Hive example¶

Important

!This example is in progress!

The ETL example demonstrates how airflow can be applied for straightforward database interactions. One of the powers of airflow is the orchestration of bigdata jobs, where the processing is offloaded from a limited cluster of workers onto a larger platform like Hadoop (or one of its implementors).

This example uses exactly the same dataset as the regular ETL example, but all data is staged into Hadoop, loaded into Hive and then post-processed using parallel Hive queries. This provides insight in how BigData DWH processing is different from normal database processing and it gives some insight into the use of the Hive hooks and operators that airflow offers.

For successful BigData processing, you typically try to process everything in parallel as much as possible.

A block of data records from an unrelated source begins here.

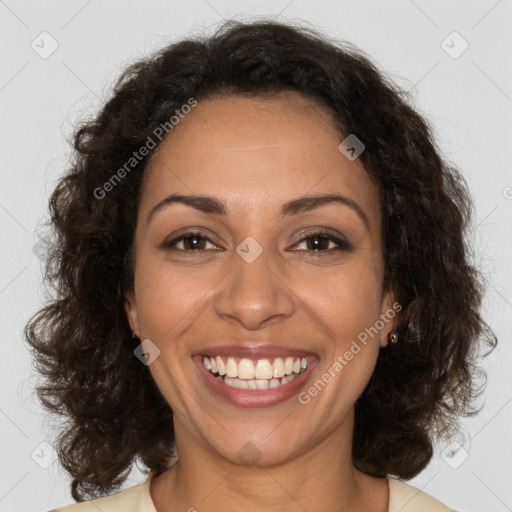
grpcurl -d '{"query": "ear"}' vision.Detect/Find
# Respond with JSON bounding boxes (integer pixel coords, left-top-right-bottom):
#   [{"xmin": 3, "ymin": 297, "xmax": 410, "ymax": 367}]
[
  {"xmin": 380, "ymin": 290, "xmax": 402, "ymax": 347},
  {"xmin": 124, "ymin": 290, "xmax": 140, "ymax": 338}
]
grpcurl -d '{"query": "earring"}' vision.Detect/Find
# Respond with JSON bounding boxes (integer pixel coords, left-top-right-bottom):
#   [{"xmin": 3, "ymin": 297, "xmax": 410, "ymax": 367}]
[{"xmin": 388, "ymin": 329, "xmax": 398, "ymax": 343}]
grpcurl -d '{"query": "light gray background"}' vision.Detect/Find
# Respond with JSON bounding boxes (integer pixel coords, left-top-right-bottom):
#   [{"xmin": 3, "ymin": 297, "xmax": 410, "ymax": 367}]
[{"xmin": 0, "ymin": 0, "xmax": 512, "ymax": 512}]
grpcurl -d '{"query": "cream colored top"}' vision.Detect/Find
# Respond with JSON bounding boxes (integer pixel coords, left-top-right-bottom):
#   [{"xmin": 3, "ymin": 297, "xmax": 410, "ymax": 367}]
[{"xmin": 50, "ymin": 473, "xmax": 455, "ymax": 512}]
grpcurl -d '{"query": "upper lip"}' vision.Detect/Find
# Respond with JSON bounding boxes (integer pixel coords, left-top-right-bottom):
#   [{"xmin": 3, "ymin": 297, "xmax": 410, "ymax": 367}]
[{"xmin": 196, "ymin": 342, "xmax": 318, "ymax": 359}]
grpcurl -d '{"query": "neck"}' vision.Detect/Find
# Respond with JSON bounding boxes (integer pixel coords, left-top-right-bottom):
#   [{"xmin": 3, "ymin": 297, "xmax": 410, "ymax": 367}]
[{"xmin": 150, "ymin": 412, "xmax": 388, "ymax": 512}]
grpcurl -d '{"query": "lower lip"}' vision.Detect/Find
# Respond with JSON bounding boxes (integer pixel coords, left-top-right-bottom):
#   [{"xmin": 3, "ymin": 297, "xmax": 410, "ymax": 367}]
[{"xmin": 193, "ymin": 356, "xmax": 317, "ymax": 407}]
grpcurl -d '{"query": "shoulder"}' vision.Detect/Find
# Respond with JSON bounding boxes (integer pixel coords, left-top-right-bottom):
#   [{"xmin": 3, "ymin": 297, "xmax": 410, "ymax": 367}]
[
  {"xmin": 388, "ymin": 476, "xmax": 455, "ymax": 512},
  {"xmin": 49, "ymin": 475, "xmax": 156, "ymax": 512}
]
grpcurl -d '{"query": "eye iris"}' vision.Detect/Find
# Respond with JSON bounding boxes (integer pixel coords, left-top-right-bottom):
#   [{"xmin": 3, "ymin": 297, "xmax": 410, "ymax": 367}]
[
  {"xmin": 183, "ymin": 236, "xmax": 203, "ymax": 249},
  {"xmin": 309, "ymin": 236, "xmax": 329, "ymax": 251}
]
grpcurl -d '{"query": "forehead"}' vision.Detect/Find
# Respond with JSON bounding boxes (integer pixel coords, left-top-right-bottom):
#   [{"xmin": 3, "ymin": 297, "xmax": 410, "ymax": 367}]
[{"xmin": 141, "ymin": 92, "xmax": 380, "ymax": 228}]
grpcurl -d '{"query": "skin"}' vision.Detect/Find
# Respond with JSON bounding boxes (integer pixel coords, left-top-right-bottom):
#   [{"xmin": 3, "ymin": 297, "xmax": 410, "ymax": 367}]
[{"xmin": 125, "ymin": 92, "xmax": 395, "ymax": 512}]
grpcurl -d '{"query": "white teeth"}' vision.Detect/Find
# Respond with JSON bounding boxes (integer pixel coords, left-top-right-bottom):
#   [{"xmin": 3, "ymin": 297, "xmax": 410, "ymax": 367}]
[
  {"xmin": 238, "ymin": 359, "xmax": 254, "ymax": 379},
  {"xmin": 272, "ymin": 357, "xmax": 285, "ymax": 378},
  {"xmin": 254, "ymin": 359, "xmax": 273, "ymax": 379},
  {"xmin": 256, "ymin": 379, "xmax": 268, "ymax": 389},
  {"xmin": 203, "ymin": 356, "xmax": 308, "ymax": 389},
  {"xmin": 284, "ymin": 357, "xmax": 293, "ymax": 375},
  {"xmin": 247, "ymin": 380, "xmax": 258, "ymax": 389},
  {"xmin": 226, "ymin": 357, "xmax": 238, "ymax": 377},
  {"xmin": 215, "ymin": 356, "xmax": 226, "ymax": 375}
]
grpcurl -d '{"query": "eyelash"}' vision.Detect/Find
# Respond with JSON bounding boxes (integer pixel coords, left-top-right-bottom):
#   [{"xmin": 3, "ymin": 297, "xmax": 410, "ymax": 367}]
[{"xmin": 161, "ymin": 231, "xmax": 352, "ymax": 255}]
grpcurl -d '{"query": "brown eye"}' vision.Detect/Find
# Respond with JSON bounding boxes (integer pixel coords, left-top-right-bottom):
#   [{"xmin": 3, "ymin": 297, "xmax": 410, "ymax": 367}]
[
  {"xmin": 296, "ymin": 231, "xmax": 351, "ymax": 253},
  {"xmin": 161, "ymin": 231, "xmax": 219, "ymax": 252}
]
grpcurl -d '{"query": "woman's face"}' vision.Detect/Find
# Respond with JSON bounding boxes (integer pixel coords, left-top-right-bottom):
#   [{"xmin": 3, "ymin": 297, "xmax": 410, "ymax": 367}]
[{"xmin": 126, "ymin": 93, "xmax": 394, "ymax": 464}]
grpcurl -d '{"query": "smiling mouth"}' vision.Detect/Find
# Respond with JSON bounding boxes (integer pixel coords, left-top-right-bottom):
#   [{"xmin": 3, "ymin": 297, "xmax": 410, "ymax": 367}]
[{"xmin": 201, "ymin": 355, "xmax": 309, "ymax": 390}]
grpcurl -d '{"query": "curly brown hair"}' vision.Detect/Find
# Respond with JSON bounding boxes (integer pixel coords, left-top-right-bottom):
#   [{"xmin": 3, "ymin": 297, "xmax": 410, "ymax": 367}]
[{"xmin": 25, "ymin": 21, "xmax": 496, "ymax": 501}]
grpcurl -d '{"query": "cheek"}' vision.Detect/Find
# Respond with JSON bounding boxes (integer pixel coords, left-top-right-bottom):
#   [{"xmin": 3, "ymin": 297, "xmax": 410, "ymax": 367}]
[
  {"xmin": 135, "ymin": 257, "xmax": 213, "ymax": 342},
  {"xmin": 304, "ymin": 265, "xmax": 382, "ymax": 350}
]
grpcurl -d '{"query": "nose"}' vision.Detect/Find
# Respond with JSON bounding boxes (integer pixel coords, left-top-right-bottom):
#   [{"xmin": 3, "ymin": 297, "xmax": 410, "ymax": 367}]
[{"xmin": 214, "ymin": 245, "xmax": 296, "ymax": 330}]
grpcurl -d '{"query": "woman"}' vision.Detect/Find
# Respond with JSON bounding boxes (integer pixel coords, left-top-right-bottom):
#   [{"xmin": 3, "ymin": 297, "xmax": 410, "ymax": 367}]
[{"xmin": 26, "ymin": 18, "xmax": 495, "ymax": 512}]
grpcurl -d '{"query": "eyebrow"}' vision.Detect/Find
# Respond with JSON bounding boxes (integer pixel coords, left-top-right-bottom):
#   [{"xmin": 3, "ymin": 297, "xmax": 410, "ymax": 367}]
[{"xmin": 146, "ymin": 194, "xmax": 370, "ymax": 231}]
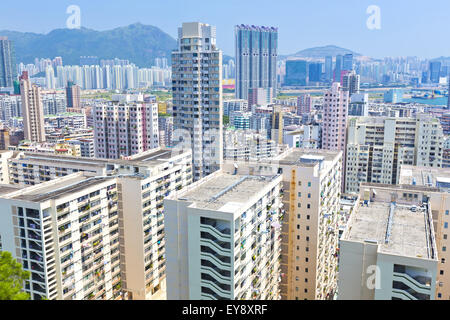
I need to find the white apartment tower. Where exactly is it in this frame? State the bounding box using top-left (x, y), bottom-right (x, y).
top-left (338, 184), bottom-right (438, 300)
top-left (20, 72), bottom-right (45, 142)
top-left (322, 82), bottom-right (349, 152)
top-left (93, 95), bottom-right (159, 159)
top-left (172, 22), bottom-right (223, 180)
top-left (345, 115), bottom-right (444, 193)
top-left (164, 171), bottom-right (283, 300)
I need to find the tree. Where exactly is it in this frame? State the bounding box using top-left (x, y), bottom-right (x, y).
top-left (0, 251), bottom-right (30, 300)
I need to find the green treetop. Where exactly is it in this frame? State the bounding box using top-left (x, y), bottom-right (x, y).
top-left (0, 251), bottom-right (30, 300)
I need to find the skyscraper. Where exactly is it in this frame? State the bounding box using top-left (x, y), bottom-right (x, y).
top-left (235, 24), bottom-right (278, 100)
top-left (325, 56), bottom-right (333, 81)
top-left (308, 62), bottom-right (323, 82)
top-left (20, 71), bottom-right (45, 142)
top-left (342, 53), bottom-right (353, 70)
top-left (333, 54), bottom-right (344, 82)
top-left (429, 61), bottom-right (441, 83)
top-left (342, 70), bottom-right (360, 97)
top-left (0, 37), bottom-right (17, 87)
top-left (66, 81), bottom-right (81, 109)
top-left (322, 82), bottom-right (349, 152)
top-left (284, 60), bottom-right (309, 86)
top-left (172, 22), bottom-right (223, 180)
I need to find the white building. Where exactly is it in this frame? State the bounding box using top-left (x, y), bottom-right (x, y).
top-left (345, 115), bottom-right (444, 193)
top-left (93, 95), bottom-right (159, 159)
top-left (164, 171), bottom-right (282, 300)
top-left (338, 185), bottom-right (438, 300)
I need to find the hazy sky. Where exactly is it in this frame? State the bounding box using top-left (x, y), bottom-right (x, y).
top-left (0, 0), bottom-right (450, 58)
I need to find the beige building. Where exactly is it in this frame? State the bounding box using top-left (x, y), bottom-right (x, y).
top-left (345, 115), bottom-right (444, 194)
top-left (172, 22), bottom-right (223, 181)
top-left (338, 183), bottom-right (438, 300)
top-left (165, 171), bottom-right (284, 300)
top-left (0, 149), bottom-right (192, 300)
top-left (399, 166), bottom-right (450, 300)
top-left (0, 172), bottom-right (122, 300)
top-left (224, 149), bottom-right (342, 300)
top-left (20, 73), bottom-right (45, 142)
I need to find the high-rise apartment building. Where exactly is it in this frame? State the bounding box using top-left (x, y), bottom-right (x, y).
top-left (342, 53), bottom-right (353, 71)
top-left (333, 54), bottom-right (344, 82)
top-left (325, 56), bottom-right (333, 81)
top-left (345, 115), bottom-right (444, 193)
top-left (235, 24), bottom-right (278, 100)
top-left (172, 22), bottom-right (223, 180)
top-left (297, 94), bottom-right (312, 116)
top-left (342, 70), bottom-right (360, 97)
top-left (0, 149), bottom-right (192, 300)
top-left (338, 184), bottom-right (438, 300)
top-left (224, 149), bottom-right (342, 300)
top-left (429, 61), bottom-right (442, 83)
top-left (284, 60), bottom-right (309, 86)
top-left (308, 62), bottom-right (323, 84)
top-left (398, 165), bottom-right (450, 300)
top-left (248, 88), bottom-right (273, 107)
top-left (66, 81), bottom-right (81, 109)
top-left (94, 95), bottom-right (159, 159)
top-left (322, 82), bottom-right (350, 152)
top-left (269, 105), bottom-right (284, 145)
top-left (164, 171), bottom-right (284, 300)
top-left (20, 71), bottom-right (45, 142)
top-left (0, 37), bottom-right (17, 88)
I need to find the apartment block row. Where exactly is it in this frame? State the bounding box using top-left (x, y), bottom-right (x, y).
top-left (0, 149), bottom-right (192, 299)
top-left (345, 115), bottom-right (444, 193)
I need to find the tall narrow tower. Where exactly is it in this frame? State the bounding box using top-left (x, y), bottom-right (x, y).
top-left (20, 71), bottom-right (45, 142)
top-left (0, 37), bottom-right (17, 87)
top-left (235, 24), bottom-right (278, 100)
top-left (172, 22), bottom-right (223, 180)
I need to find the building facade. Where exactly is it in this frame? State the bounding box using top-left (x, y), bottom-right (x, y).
top-left (172, 22), bottom-right (223, 180)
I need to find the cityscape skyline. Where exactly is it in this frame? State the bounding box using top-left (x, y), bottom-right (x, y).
top-left (0, 0), bottom-right (450, 59)
top-left (0, 0), bottom-right (450, 302)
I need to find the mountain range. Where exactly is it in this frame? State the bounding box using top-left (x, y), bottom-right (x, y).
top-left (0, 23), bottom-right (177, 67)
top-left (0, 23), bottom-right (361, 67)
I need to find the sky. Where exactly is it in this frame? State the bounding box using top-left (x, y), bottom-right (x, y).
top-left (0, 0), bottom-right (450, 58)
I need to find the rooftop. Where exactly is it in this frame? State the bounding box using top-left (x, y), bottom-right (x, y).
top-left (343, 202), bottom-right (434, 258)
top-left (399, 165), bottom-right (450, 192)
top-left (177, 172), bottom-right (278, 213)
top-left (5, 173), bottom-right (112, 202)
top-left (276, 148), bottom-right (341, 167)
top-left (13, 149), bottom-right (186, 167)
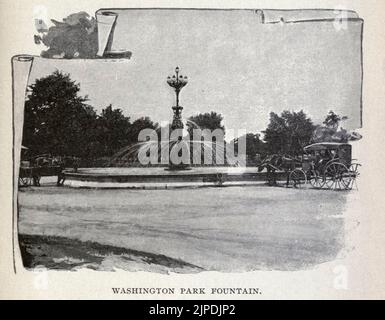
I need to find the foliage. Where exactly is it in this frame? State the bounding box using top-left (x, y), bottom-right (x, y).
top-left (23, 71), bottom-right (157, 159)
top-left (323, 110), bottom-right (348, 130)
top-left (230, 133), bottom-right (266, 162)
top-left (264, 110), bottom-right (315, 155)
top-left (187, 111), bottom-right (225, 138)
top-left (23, 71), bottom-right (96, 156)
top-left (34, 12), bottom-right (98, 59)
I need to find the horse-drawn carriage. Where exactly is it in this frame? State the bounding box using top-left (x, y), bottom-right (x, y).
top-left (19, 154), bottom-right (79, 187)
top-left (287, 142), bottom-right (360, 190)
top-left (259, 142), bottom-right (360, 190)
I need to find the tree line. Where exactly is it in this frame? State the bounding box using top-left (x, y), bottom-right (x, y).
top-left (23, 70), bottom-right (348, 164)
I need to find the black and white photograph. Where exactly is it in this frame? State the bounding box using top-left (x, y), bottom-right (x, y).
top-left (2, 1), bottom-right (383, 300)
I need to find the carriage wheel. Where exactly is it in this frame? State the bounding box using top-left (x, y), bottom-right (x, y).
top-left (309, 170), bottom-right (325, 189)
top-left (215, 173), bottom-right (224, 187)
top-left (19, 177), bottom-right (32, 187)
top-left (289, 169), bottom-right (307, 188)
top-left (349, 163), bottom-right (361, 189)
top-left (324, 162), bottom-right (352, 190)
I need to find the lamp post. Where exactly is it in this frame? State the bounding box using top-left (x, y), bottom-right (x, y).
top-left (167, 67), bottom-right (188, 130)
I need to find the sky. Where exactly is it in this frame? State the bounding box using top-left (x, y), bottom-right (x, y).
top-left (30, 10), bottom-right (361, 136)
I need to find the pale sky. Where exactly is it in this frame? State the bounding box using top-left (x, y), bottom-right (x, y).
top-left (30, 10), bottom-right (361, 132)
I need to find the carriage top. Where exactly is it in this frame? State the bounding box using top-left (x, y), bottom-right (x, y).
top-left (303, 142), bottom-right (352, 152)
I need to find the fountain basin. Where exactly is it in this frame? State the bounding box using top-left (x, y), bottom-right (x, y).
top-left (64, 167), bottom-right (286, 189)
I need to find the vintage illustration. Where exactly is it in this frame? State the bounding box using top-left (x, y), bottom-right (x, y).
top-left (12, 8), bottom-right (365, 273)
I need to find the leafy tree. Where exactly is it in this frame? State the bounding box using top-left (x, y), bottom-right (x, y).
top-left (230, 133), bottom-right (266, 162)
top-left (129, 117), bottom-right (158, 144)
top-left (187, 111), bottom-right (225, 137)
top-left (90, 104), bottom-right (131, 157)
top-left (312, 111), bottom-right (352, 143)
top-left (23, 71), bottom-right (96, 157)
top-left (264, 110), bottom-right (315, 155)
top-left (34, 11), bottom-right (98, 59)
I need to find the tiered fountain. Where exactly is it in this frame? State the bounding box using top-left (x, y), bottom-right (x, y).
top-left (64, 67), bottom-right (280, 189)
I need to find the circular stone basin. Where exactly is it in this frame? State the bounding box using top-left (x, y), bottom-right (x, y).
top-left (64, 167), bottom-right (281, 189)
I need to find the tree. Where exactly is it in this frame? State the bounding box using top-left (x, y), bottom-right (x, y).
top-left (187, 111), bottom-right (225, 137)
top-left (129, 117), bottom-right (158, 144)
top-left (23, 71), bottom-right (96, 157)
top-left (312, 111), bottom-right (352, 143)
top-left (234, 133), bottom-right (266, 162)
top-left (264, 110), bottom-right (315, 155)
top-left (34, 12), bottom-right (98, 59)
top-left (91, 104), bottom-right (131, 157)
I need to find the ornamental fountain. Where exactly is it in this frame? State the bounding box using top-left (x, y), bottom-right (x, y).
top-left (64, 67), bottom-right (276, 189)
top-left (167, 67), bottom-right (191, 170)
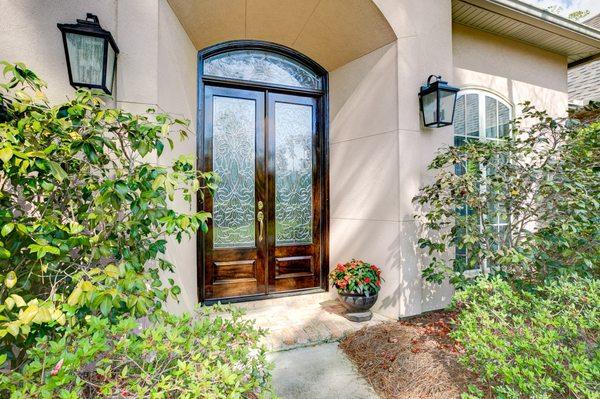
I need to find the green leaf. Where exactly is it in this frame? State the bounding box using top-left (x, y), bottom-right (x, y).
top-left (0, 147), bottom-right (13, 163)
top-left (67, 286), bottom-right (82, 306)
top-left (0, 223), bottom-right (15, 237)
top-left (104, 264), bottom-right (119, 278)
top-left (4, 270), bottom-right (17, 288)
top-left (100, 296), bottom-right (112, 316)
top-left (115, 180), bottom-right (129, 195)
top-left (0, 247), bottom-right (10, 259)
top-left (48, 161), bottom-right (68, 182)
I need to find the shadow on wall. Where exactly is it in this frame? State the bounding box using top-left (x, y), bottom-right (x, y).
top-left (330, 45), bottom-right (450, 318)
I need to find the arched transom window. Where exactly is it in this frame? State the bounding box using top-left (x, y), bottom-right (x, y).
top-left (454, 90), bottom-right (512, 271)
top-left (202, 49), bottom-right (322, 89)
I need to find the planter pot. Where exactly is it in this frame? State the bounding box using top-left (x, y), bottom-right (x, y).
top-left (338, 292), bottom-right (377, 321)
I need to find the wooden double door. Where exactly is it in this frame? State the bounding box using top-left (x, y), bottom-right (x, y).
top-left (201, 86), bottom-right (324, 302)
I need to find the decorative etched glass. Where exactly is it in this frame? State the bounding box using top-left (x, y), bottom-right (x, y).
top-left (203, 50), bottom-right (321, 89)
top-left (275, 102), bottom-right (313, 245)
top-left (66, 33), bottom-right (104, 87)
top-left (212, 96), bottom-right (256, 248)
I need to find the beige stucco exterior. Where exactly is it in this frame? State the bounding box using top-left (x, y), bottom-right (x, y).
top-left (0, 0), bottom-right (567, 318)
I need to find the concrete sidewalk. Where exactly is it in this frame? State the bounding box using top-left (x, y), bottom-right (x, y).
top-left (268, 342), bottom-right (379, 399)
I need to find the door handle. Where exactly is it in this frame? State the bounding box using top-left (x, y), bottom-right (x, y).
top-left (256, 211), bottom-right (265, 241)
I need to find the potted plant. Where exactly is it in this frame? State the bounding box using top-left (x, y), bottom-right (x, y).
top-left (329, 259), bottom-right (383, 321)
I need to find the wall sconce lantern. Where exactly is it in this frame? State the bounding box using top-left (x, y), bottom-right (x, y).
top-left (419, 75), bottom-right (460, 127)
top-left (57, 13), bottom-right (119, 94)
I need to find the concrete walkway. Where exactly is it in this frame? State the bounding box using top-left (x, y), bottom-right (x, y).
top-left (269, 342), bottom-right (378, 399)
top-left (233, 292), bottom-right (391, 351)
top-left (234, 292), bottom-right (392, 399)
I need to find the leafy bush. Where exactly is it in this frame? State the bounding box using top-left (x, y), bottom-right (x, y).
top-left (452, 277), bottom-right (600, 399)
top-left (414, 104), bottom-right (600, 285)
top-left (0, 63), bottom-right (214, 367)
top-left (0, 307), bottom-right (271, 399)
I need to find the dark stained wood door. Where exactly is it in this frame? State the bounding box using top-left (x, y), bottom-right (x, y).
top-left (267, 93), bottom-right (321, 292)
top-left (202, 86), bottom-right (322, 301)
top-left (203, 86), bottom-right (267, 299)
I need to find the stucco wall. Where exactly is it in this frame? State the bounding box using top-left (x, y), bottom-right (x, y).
top-left (0, 0), bottom-right (119, 102)
top-left (452, 24), bottom-right (568, 116)
top-left (0, 0), bottom-right (567, 318)
top-left (0, 0), bottom-right (198, 312)
top-left (330, 0), bottom-right (452, 318)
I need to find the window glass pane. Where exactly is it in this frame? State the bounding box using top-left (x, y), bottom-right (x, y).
top-left (106, 46), bottom-right (116, 91)
top-left (485, 96), bottom-right (498, 139)
top-left (203, 50), bottom-right (321, 89)
top-left (498, 102), bottom-right (510, 138)
top-left (275, 102), bottom-right (313, 245)
top-left (465, 94), bottom-right (479, 136)
top-left (440, 90), bottom-right (456, 123)
top-left (212, 96), bottom-right (256, 248)
top-left (454, 96), bottom-right (465, 134)
top-left (66, 33), bottom-right (104, 86)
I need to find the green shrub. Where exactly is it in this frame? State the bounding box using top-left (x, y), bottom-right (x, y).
top-left (414, 103), bottom-right (600, 285)
top-left (452, 278), bottom-right (600, 399)
top-left (0, 63), bottom-right (214, 368)
top-left (0, 307), bottom-right (271, 399)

The DAGs are therefore larger and show parallel paths of execution for the different dimensions and facts.

The code is located (as usual) in the repository indicated before under the “hive-example” directory. What is supplied is a docker compose script (docker-compose-hive.yml), which starts a docker container, installs client hadoop+hive into airflow and other things to make it work. You may need a beefy machine with 32GB to get things to run though.

If that doesn’t work, you can always use the source code to connect to a development instance of hive somewhere.

How to start¶

docker-compose -f docker-compose-hive.yml up --abort-on-container-exit

This will download and create the docker containers to run everything. This is how you can clear the containers, so that you can run the install again after resolving any issues:

docker-compose -f docker-compose-hive.yml down

The image that runs airflow needs to have beeline installed to be able to use Hive. I’ve created an updated “puckel” image of airflow that does that, which is available here:

https://github.com/gtoonstra/docker-airflow

This has been pushed to docker cloud as well, so when you run the script, that’s what it pulls in.

How to run¶

Run the “init_hive_example” dag just once to get the connections and variables set up. You can see in that DAG what it requires. This is just to bootstrap the example.

Run the “staging_oltp” DAG and let it finish before you start the processing scripts. This is because there’s currently no operator in the DAG that verifies the dependency of OLTP versus the processing tasks.

Finally, run the “process_hive_dwh” DAG when the staging_oltp is finished.

How it works¶

The staging process gathers the new products and customers that appear over a certain time window. Orders and order lines are not updated in this example, so these are always “new”. Customers and products may receive updates and these are managed by allocating them by their “change_dtm”. All data is partitioned per day. This results in a number of partitions per table in Hive.

The data warehouse is regenerated entirely from scratch using the partition data in the ingested OLTP structures. This means the dimensions and facts are truncated and rebuilt on a daily basis.

In a straight-forward Kimball approach, you’d persist and maintain the dimensions and facts because they are too expensive to regenerate. For smaller data warehouses though, you can use the multi-processing capabilities to achieve this.

Strategy¶

The main strategy here is to parallellize the way how data is drawn from the database. What I’ve maintained in this example is a regular star-schema (Kimball like) as you’d see one in a regular data mart or DWH, but the dimensions are somewhat simplified and use a mix of SCD type 1 and type 2 dimensions. (SCD = Slowly Changing Dimension). Similar to the ETL example, the dimensions are processed first, then per fact you’d tie the data to the dimensions.

Typical Kimball DWH’s accumulate data chronologically over time. It is uncommon to reprocess portions of the DWH historically because of the complications that arise if other processing runs have run after a failure.

In this example therefore, the source data is kept and the entire DWH regenerated from scratch using the source data in two simple operations.